In one blog post on Global News, Alan Carter refers to one of the ministry’s justifications for such curriculum, provided by Liz Sandals (Minister of the Ministry of Education at the time of the curriculum implementation). Carter states: “Sandals stressed the information in grade seven is in the context of avoiding sexually transmitted infections, maintaining the curriculum must be implemented this fall because of a surge in STIs in young people.” Indeed, I agree with Sandals: preventative measures for sexually transmitted infections is aligned with the need to educate students more effectively; more effectively might certainly mean EARLIER.
Based on the discussion that I heard at the time of the implementation (i.e. 2015), it seems as though parents who are frustrated by this new grade seven health curriculum often assume that their children are going take part in those activities simply because they are being introduced to them; their children will take part in vaginal and anal intercourse because their teachers discuss it in class. Think about this folks: NOT introducing these activities or educating children on how to remain SAFE and HEALTHY thus leaves the responsibility in the sole hands of PARENTS, or in the hands of others lacking proper RESOURCES (i.e. their friends, the online world). Are parents ready to tackle the tough questions and ensure that their child is comfortable with their sexuality and with their environment, because the internet and social groups always are; the primitive focus of this curriculum is to ensure that people remain safe, and that is all that should matter.
3. Applying revisions to the curriculum without parental consent.

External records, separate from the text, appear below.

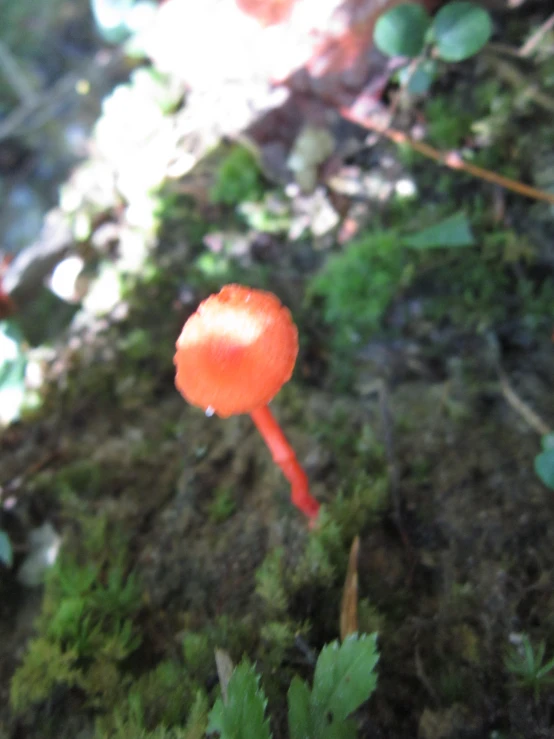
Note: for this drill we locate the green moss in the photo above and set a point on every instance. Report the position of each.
(357, 285)
(86, 626)
(238, 178)
(269, 582)
(46, 666)
(448, 121)
(222, 506)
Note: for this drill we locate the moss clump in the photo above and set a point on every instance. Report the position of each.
(46, 666)
(86, 628)
(355, 289)
(222, 506)
(237, 178)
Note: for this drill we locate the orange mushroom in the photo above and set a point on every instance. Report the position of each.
(233, 356)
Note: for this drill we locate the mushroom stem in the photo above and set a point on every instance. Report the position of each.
(284, 456)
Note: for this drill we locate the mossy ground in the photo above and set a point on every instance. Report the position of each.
(178, 536)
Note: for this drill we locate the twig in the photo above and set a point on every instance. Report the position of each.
(35, 113)
(513, 76)
(450, 159)
(15, 76)
(529, 46)
(527, 413)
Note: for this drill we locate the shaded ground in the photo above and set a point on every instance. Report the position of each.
(406, 435)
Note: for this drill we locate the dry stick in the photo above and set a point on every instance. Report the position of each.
(449, 158)
(527, 413)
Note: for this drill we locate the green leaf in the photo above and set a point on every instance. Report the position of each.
(344, 676)
(242, 717)
(401, 31)
(6, 552)
(453, 231)
(299, 710)
(544, 467)
(461, 29)
(12, 372)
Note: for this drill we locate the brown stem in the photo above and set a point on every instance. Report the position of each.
(284, 456)
(448, 158)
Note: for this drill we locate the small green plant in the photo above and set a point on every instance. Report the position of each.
(238, 178)
(526, 662)
(85, 630)
(358, 285)
(344, 678)
(222, 506)
(544, 462)
(6, 551)
(457, 32)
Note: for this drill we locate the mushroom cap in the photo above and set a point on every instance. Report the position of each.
(235, 353)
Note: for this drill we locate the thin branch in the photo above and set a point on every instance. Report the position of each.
(527, 413)
(450, 159)
(15, 76)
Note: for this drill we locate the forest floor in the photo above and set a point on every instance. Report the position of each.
(174, 532)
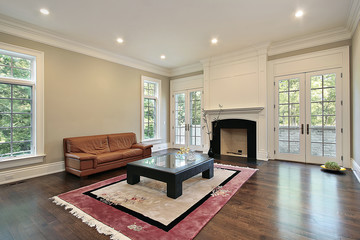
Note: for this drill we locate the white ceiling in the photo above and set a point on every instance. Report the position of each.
(180, 29)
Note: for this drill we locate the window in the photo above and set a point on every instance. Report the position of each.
(150, 108)
(21, 108)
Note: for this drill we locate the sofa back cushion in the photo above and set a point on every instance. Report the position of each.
(121, 141)
(91, 144)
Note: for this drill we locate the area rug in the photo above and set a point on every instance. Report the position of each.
(143, 211)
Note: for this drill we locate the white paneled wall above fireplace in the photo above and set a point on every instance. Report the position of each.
(238, 82)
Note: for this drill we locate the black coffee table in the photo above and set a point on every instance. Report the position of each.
(171, 169)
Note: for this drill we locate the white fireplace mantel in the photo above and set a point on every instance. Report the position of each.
(235, 110)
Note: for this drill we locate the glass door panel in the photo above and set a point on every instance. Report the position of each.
(307, 117)
(180, 122)
(289, 129)
(187, 119)
(323, 107)
(195, 119)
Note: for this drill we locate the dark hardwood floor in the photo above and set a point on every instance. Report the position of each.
(283, 200)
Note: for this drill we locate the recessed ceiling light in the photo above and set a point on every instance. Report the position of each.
(44, 11)
(299, 13)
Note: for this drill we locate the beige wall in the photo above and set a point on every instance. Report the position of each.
(86, 95)
(355, 96)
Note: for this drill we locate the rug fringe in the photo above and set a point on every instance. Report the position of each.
(234, 166)
(90, 221)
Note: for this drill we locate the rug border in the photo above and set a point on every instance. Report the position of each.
(115, 234)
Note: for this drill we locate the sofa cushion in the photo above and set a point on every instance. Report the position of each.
(109, 157)
(92, 144)
(121, 141)
(128, 153)
(81, 156)
(121, 154)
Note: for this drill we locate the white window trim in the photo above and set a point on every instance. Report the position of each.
(38, 127)
(157, 138)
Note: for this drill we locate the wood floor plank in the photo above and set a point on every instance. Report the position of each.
(283, 200)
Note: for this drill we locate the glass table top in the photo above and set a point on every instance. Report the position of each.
(171, 162)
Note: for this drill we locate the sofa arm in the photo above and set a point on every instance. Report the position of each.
(142, 146)
(81, 156)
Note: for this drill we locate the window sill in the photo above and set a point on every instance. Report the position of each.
(152, 141)
(21, 161)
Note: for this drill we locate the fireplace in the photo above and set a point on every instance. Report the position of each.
(234, 137)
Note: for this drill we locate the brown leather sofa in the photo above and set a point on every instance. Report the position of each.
(93, 154)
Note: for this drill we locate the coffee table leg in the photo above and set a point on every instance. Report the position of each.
(132, 178)
(208, 173)
(174, 189)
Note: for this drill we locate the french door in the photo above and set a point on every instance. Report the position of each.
(187, 119)
(308, 117)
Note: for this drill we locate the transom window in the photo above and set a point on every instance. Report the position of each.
(150, 108)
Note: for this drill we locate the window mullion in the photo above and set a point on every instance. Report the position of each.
(11, 120)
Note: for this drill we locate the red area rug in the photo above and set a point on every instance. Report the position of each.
(143, 211)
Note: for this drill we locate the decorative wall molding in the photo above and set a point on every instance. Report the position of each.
(235, 110)
(243, 54)
(20, 30)
(356, 169)
(354, 17)
(313, 40)
(196, 67)
(31, 172)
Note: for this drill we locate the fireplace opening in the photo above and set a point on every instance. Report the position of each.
(234, 137)
(233, 142)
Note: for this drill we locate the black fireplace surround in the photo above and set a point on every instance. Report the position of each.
(237, 124)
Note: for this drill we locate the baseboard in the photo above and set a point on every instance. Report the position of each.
(160, 146)
(31, 172)
(356, 169)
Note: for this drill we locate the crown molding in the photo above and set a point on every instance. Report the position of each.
(27, 32)
(330, 36)
(196, 67)
(246, 53)
(354, 16)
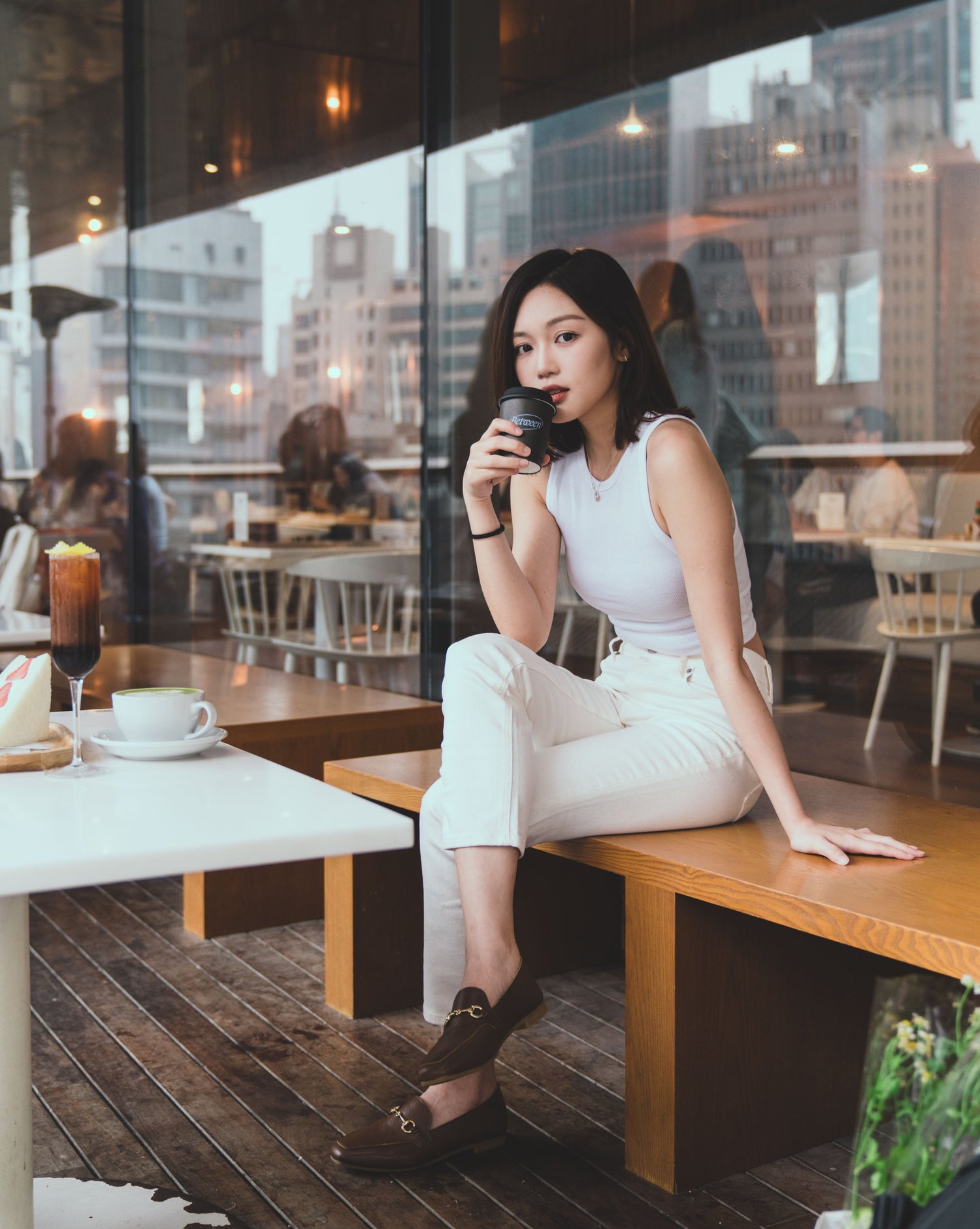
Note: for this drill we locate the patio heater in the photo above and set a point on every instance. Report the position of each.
(50, 306)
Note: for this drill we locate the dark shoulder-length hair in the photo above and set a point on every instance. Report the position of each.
(600, 288)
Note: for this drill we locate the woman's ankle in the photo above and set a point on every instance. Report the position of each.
(448, 1102)
(492, 971)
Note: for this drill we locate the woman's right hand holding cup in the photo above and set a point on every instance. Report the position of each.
(497, 455)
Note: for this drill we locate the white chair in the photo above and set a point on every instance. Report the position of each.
(571, 606)
(914, 614)
(257, 597)
(18, 563)
(365, 611)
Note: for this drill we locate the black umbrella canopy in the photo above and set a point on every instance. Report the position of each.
(51, 305)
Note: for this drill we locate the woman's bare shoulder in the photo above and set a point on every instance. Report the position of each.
(677, 443)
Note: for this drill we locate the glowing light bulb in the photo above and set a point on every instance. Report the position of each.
(632, 124)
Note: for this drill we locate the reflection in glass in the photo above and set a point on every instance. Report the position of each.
(847, 326)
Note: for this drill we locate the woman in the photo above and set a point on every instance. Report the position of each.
(676, 733)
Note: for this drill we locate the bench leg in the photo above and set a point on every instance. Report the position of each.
(373, 932)
(566, 917)
(744, 1040)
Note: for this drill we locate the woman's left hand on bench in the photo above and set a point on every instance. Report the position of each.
(834, 842)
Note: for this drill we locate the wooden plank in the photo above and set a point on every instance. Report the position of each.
(594, 1151)
(110, 1148)
(651, 1034)
(54, 1153)
(299, 1050)
(396, 779)
(557, 1141)
(374, 926)
(260, 1148)
(926, 913)
(138, 1098)
(719, 1008)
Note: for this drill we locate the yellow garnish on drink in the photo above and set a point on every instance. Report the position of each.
(63, 548)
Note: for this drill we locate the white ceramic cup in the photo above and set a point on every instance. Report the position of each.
(163, 714)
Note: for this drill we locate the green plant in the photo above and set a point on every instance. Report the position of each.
(928, 1084)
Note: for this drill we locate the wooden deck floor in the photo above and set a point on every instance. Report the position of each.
(214, 1067)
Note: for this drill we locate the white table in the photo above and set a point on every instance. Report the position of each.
(20, 629)
(221, 809)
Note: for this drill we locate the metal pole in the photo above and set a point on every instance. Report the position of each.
(48, 400)
(16, 1155)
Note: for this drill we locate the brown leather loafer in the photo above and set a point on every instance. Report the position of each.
(406, 1138)
(475, 1032)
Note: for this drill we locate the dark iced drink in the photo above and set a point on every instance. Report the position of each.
(75, 615)
(531, 411)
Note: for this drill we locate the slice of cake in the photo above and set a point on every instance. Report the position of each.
(25, 701)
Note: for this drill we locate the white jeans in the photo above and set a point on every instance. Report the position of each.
(531, 753)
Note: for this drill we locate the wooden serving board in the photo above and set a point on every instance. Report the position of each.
(56, 750)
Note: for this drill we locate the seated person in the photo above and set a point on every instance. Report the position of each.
(881, 500)
(357, 488)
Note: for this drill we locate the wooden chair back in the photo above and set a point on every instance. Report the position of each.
(921, 590)
(368, 602)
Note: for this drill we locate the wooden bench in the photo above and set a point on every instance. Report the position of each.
(291, 719)
(749, 969)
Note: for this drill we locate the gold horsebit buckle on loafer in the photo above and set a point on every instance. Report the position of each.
(476, 1012)
(408, 1125)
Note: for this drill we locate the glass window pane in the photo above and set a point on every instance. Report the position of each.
(801, 225)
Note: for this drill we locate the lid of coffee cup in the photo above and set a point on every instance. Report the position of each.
(524, 393)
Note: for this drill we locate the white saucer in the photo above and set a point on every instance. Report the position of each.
(114, 742)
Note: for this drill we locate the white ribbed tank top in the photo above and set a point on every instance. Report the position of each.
(619, 558)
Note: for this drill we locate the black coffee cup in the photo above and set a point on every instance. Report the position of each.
(531, 411)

This video interviews various parents in the midst of their protest to the Premier of Ontario on the 2015 curriculum changes. If you watch the video, you will see that the main argument against the curriculum, at least stemming from these particular responses, is the fact that parents did not consent to these changes.
Prior to administering the changes, the Ministry of Education asked one parent from each elementary school (4000 parents) to complete a survey to provide their input on the changes. Of course, I’m sure each and every parent should have had the opportunity to share their feedback, and I think that collecting more feedback is something that the ministry should consider for future implementations. At the same time, however, I believe that the education system has a responsibility to ensure that each and every student is recognized, treated with respect, and cared for; having this curriculum only serves to evoke those qualities more.
4. And finally, “math, not masturbation, science, not sex”
I saved the best for last. This is a protester’s sign in the above photo. Another parent in the video commented on how education needs to stick to the “facts”.
HEALTH and PHYSICAL EDUCATION are subjects too.
Humans are created through sex; sex is a fact.
Just because some parents value particular subjects less than others does not mean that the school system can ignore them; this argument is completely ridiculous and unjustifiable for that reason alone. If schools were PRIORITIZING these subjects over others by allotting more time or resources into ensuring more creative and dynamic classroom lessons for those subjects, then yes, I could justify this argument. But, that is simply not the case.
I’d like to leave you with a final thought to keep in mind. What age is “too young” to learn about sexual education? Is there an age “too young”? Of course these topics might seem weird or awkward to teach, but this awkwardness stems from the fact that they are not yet topics considered in the norm of social discussion. Sex and identity is what makes us who we are, so why should they ever be awkward to talk about? This change is good change, at least that is how I see it.
Thank you for making it through a tough topic with me!